Ambiance abundant at Little Jerusalem Badlands
A fine, western Kansas winter afternoon, a good pair of hiking boots, a bottle of water and perhaps a few snacks are all that you need to visit the Little Jerusalem Badlands State Park and the nearby trails at the Smoky Valley Ranch.
On the late January afternoon that we visited the park, license plates from Trego, Scott, Johnson, Wichita, Sedgwick, and Pratt dotted the parking lot.
Many were first time visitors, like my wife and I, who had come to experience the wonders of Kansas’ newest state park. Idyllic January weather and calm winds, a rarity in these parts, only added to the ambiance.
Trails here are well-marked and feature a good portion that is handicapped accessible. A short Overlook trail (1/4 mile) leads from the parking lot to an awesome view of the east face of the chalk rocks. The longer Life on the Rocks trail (1 ½ miles) twists and turns as it traverses almost the length of the badlands. Visitors who opt for this trail can expect to see, at its end, perhaps the best view of this unique limestone formation. It’s Grand Canyon-esque, on a Kansas scale.

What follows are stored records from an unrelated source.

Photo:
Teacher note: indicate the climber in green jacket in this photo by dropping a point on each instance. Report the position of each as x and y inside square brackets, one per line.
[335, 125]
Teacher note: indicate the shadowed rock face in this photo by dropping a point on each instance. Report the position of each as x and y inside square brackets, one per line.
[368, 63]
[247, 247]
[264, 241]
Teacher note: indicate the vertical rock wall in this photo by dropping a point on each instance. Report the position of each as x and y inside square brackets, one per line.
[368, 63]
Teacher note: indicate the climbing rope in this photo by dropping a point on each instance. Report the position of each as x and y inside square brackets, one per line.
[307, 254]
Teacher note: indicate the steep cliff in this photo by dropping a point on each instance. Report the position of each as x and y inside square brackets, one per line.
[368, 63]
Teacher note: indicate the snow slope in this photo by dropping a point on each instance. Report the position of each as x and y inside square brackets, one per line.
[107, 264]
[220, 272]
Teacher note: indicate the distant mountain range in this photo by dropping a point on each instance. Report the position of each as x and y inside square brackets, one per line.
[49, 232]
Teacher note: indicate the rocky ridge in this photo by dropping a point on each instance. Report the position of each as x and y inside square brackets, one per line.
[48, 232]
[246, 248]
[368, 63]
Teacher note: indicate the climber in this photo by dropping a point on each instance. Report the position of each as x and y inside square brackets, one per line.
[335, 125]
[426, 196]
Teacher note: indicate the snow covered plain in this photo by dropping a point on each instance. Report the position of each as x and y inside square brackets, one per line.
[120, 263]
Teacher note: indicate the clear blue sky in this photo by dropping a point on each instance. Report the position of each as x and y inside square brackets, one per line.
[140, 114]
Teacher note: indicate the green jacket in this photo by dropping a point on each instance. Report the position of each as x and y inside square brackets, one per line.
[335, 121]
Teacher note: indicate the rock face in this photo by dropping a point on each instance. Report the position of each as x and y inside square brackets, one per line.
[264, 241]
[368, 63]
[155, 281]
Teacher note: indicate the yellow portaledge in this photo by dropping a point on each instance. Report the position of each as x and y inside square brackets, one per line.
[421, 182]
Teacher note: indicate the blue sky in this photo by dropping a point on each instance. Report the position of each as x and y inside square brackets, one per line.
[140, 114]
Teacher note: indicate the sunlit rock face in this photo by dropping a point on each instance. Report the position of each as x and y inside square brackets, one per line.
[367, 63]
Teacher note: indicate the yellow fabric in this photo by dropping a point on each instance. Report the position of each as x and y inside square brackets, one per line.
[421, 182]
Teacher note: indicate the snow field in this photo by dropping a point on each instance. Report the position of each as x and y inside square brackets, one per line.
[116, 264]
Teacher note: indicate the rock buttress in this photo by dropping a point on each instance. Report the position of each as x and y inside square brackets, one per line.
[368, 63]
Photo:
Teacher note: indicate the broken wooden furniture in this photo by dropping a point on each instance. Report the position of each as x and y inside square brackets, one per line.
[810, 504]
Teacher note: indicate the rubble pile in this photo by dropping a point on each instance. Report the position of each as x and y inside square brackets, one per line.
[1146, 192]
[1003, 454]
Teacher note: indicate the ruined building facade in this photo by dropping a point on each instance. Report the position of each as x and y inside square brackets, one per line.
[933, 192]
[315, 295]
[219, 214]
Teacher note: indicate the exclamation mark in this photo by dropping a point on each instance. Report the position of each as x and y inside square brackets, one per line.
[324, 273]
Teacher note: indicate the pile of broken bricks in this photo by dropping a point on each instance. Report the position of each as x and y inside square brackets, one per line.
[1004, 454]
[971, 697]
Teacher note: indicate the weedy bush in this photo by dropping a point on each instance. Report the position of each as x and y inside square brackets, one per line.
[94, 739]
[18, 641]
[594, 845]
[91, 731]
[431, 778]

Interpretive signage throughout provides an opportunity to learn about native grasses, flowers, birds (including raptors), mammals, amphibians, and reptiles. One sign featured a photograph of a turtle with a grasshopper in its mouth and a quote from American author Bruce Feiler: “Take a walk with a turtle. And behold the world in pause.” These words perhaps best capture the mood at Little Jerusalem. It’s a good spot to slow down and contemplate.
When you finish your hike at Little Jerusalem, it’s only a few more miles north and west to the trailhead at Smoky Valley Ranch, which is owned by the Nature Conservancy. Perhaps you’ll be lucky, like we were, and see the large bison herd grazing on ranch lands.
Again, you’ll have two options: a short one mile loop encircles some additional chalk-rock formations and a six mile loop (which incorporates the one mile trail). Both trails include numbered, interpretive stops along the way that are explained in a brochure available at the trailhead kiosk, where you should also sign in and out for your hike.
A day spent at this new state park and nearby ranch lands is a great way to discover the beauty and open spaces of northwest Kansas.
For directions to both of these Kansas wonders, visit the Buffalo Bill Cultural Center in Oakley, which has maps available (as well as other interesting things you can do, like match scat and prints to the right animal). To get to the center, take Exit 70 (Highway 83) south for 4 miles. Look for the giant sculpture of Buffalo Bill, bearing down on a bison, on the right hand side.